« Demi-jours ». Mélodies de Reynaldo HAHN, Jean CRAS, Gabriel FAURÉ.  Mario Hacquard, baryton, Claude Collet, Véronique Briel, piano. 1CD POLYMNIE (www.polymnie.net ) : POL 602 11. Distribution : DISTRAT. TT : 58' 12.

Le baryton français Mario Hacquard est spécialiste de la mélodie française dont il respecte parfaitement la tradition. Élève notamment de Maria Branèze et Jean-Christophe Benoît, il a été entre autres conseillé par Lili Laskine, Jean Hubeau ou Geneviève Joy, et très motivé par les cours sur la musique française  donnés en Sorbonne par Vladimir Jankélévitch. Il est accompagné par la pianiste Claude Collet, élève d'Yvonne Loriod, actuellement professeur d'accompagnement au Conservatoire Maurice Ravel.

En parfaite connivence, ce duo restitue le calme, la douleur, le dépouillement et l'intériorité, mais aussi l'atmosphère spécifique de ces 21 mélodies brèves. Sous le titre Demi-jours, ils ont sélectionné quatre Études latines de Reynaldo Hahn (1874-1947) — mieux connu par ses opérettes — ; des mélodies sur les paroles de Charles Marie Leconte de Lisle (chef de file des Parnassiens), de Charles d'Orléans (1394-1465), de Paul Verlaine (rattaché au Symbolisme), d'Alphonse Daudet, de Théophile Gautier et du romancier et essayiste André Theuriet (1833-1907), ainsi que trois Chansons bretonnes sur les paroles et la musique de Jean Cras (1879-1932), à la fois officier de marine et compositeur dont la musique n'est pas assez largement diffusée.
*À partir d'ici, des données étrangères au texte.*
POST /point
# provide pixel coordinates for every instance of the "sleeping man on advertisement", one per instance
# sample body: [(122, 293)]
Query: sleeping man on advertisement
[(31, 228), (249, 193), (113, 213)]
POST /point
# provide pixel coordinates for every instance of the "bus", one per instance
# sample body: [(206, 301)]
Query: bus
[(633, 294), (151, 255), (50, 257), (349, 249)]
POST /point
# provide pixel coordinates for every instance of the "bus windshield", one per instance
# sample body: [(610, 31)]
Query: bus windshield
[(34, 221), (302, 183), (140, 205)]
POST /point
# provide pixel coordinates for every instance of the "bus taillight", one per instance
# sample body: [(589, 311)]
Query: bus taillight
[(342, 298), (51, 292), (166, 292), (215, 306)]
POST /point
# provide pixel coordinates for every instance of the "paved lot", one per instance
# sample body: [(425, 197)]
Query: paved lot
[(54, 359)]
Dans ces extraits des Études latines, la voix chaude du baryton recrée à merveille le sens du mystère à propos de Néère, personnage de la mythologie grecque ; elle évoque l'ancienne cité grecque de Tyndaris, Lydé (également présente dans la Pavane op. 50 de Gabriel Fauré), Phyllis et ses amours. La mélodie : Quand je fus pris au pavillon…, particulièrement enlevée et accentuée au piano, contraste avec l'atmosphère langoureuse émanant de L'offrande bien connue (Voici des fruits, des fleurs…), alors que la mélodie : Trois jours de vendange fait appel au dynamisme entrecoupé d'interludes au piano ; L'infidélité s'impose par son caractère lent et suspendu comme d'ailleurs la mélodie Paysage avec quelques modulations à des fins expressives.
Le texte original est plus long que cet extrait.